Data sensitivity
Since the introduction of Europe's General Data Protection Regulation (GDPR), it is more important than ever for companies to ensure that their IT environment is secure and meets the legal requirements for privacy protection. Personal data is thus anonymized in the Thinkwise application in order to help comply with this new legislation. This feature can not only be used for personal data but also for other sensitive data, like passwords or credit card numbers.
If sensitive information should still be available to some roles in the organization, it's also possible to use hidden or unauthorized columns and parameters. These are based on Column type and Access type (see Hidden, read-only, full rights or unauthorized).
Using the Data sensitivity screen, it is possible to set the sensitivity for each data column of the application. View-columns, calculated fields and identity fields are not data columns and are therefore not shown. A prefilter is provided to suggest which columns are sensitive, based on keywords or because columns with the same name or domain are also marked sensitive.
Data sensitivity
For sensitive columns, it is mandatory to select an anonymization type. There are 3 options:
-
Sample data set
-
Random value
-
Expression
Foreign key columns are automatically anonymized based on the settings of the source column. They can be recognized by the icon as shown below and are hidden by the Undecided columns prefilter.
Foreign key columns
Sample data set
There are default sample data sets available that can be used to anonymize the data. Upon anonymization, a random value from the set will be picked, taking into account the domain of the column.
Random value
When this option is used to anonymize the data, a random value is generated that meets the domain specifications. This is not user-friendly, and is thus not recommended to use this for acceptance test data. Note that when a random date is selected, this date can be in the future or in the past. If there are business rules that ensure a date in the past is used, it is better to select "Expression" and write your own query or use Sample data set and add a set with random dates in the past.
Expression
In certain cases, a value depends on the value of other columns or has to meet specific requirements. In that case, the option Expression can be used. For instance, if end_date is mandatory when is_ended is true, then a random end_date can be generated with the following query:
case
when t1.is_ended = 1 then dateadd(day, abs(checksum(newid()) % 65530), 0)
else null
end
When the expression is dependent on a column that needs to be anonymized first, use the checkbox Delay expression. For example, if an email address is based on a username:
t1.user_id + "@thinkwisesoftware.com"
Delayed expression
Production
To comply with the legislation, Thinkwise uses techniques where it is not possible to restore the original data. Therefore, the task must never be used on a production environment. There is no rollback once the task has started.

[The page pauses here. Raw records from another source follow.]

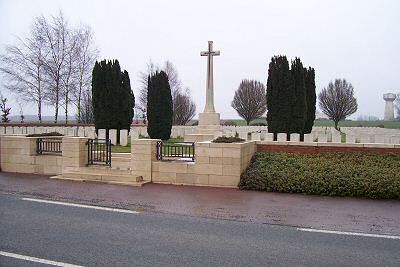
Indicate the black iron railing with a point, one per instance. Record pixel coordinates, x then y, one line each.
48 146
175 151
99 152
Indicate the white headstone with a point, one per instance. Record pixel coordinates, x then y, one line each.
322 138
365 139
308 138
379 139
350 139
269 137
70 131
243 135
90 132
113 136
81 131
123 137
336 138
295 137
102 133
255 136
282 137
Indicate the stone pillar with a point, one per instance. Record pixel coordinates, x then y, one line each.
143 153
295 137
113 136
74 153
308 138
282 137
81 131
102 133
123 137
322 138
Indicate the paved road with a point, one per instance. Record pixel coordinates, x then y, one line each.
336 213
90 237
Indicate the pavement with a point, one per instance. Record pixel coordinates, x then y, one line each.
41 233
330 213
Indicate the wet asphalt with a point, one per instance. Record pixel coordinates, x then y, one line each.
90 237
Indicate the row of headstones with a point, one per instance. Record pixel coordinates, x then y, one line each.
322 138
81 131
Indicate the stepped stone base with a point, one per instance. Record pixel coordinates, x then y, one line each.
104 175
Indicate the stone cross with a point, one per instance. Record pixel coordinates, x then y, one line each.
210 77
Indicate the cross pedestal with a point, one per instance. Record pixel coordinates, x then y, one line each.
209 121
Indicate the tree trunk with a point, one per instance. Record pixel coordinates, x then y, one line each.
56 104
40 110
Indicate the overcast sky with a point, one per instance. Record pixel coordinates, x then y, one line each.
356 40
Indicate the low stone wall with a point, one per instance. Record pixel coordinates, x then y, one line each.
216 164
18 154
299 147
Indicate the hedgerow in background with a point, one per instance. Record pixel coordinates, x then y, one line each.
331 174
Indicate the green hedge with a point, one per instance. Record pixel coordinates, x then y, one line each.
225 139
331 174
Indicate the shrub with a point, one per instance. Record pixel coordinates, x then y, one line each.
333 174
258 124
230 123
224 139
44 134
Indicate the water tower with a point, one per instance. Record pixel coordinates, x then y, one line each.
389 106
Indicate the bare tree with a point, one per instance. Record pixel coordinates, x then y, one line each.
184 108
249 100
68 76
5 111
22 66
56 36
337 101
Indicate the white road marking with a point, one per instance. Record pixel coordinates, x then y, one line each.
347 233
80 205
39 260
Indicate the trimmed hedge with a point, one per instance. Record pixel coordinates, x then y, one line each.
331 174
225 139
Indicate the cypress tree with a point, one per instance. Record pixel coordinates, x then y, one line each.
311 99
299 109
280 96
159 106
113 99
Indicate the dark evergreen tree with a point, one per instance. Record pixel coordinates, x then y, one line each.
291 97
280 96
112 97
159 106
311 99
299 108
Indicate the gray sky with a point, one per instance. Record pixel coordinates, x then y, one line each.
356 40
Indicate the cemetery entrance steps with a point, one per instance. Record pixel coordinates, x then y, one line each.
105 174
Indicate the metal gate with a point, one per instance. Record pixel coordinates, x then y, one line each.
99 152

To prevent mistakes, there are two checks:
-
Database name check - the database name that is provided as a parameter has to match the current database.
-
Single user mode - the database needs to be in single user mode.
Anonymization
Based on the data sensitivity settings, the Software Factory will generate two stored procedures:
-
Stored procedure tsf_test_data_anonymization to test the data sensitivity settings and sample data
-- Use this statement to test the data sensitivity settings
exec tsf_test_data_anonymization 'database_name'
go -
Stored procedure tsf_anonymize_data to actually anonymize the data
-- Use this statement to anonymize the data
exec tsf_anonymize_data 'database_name'
go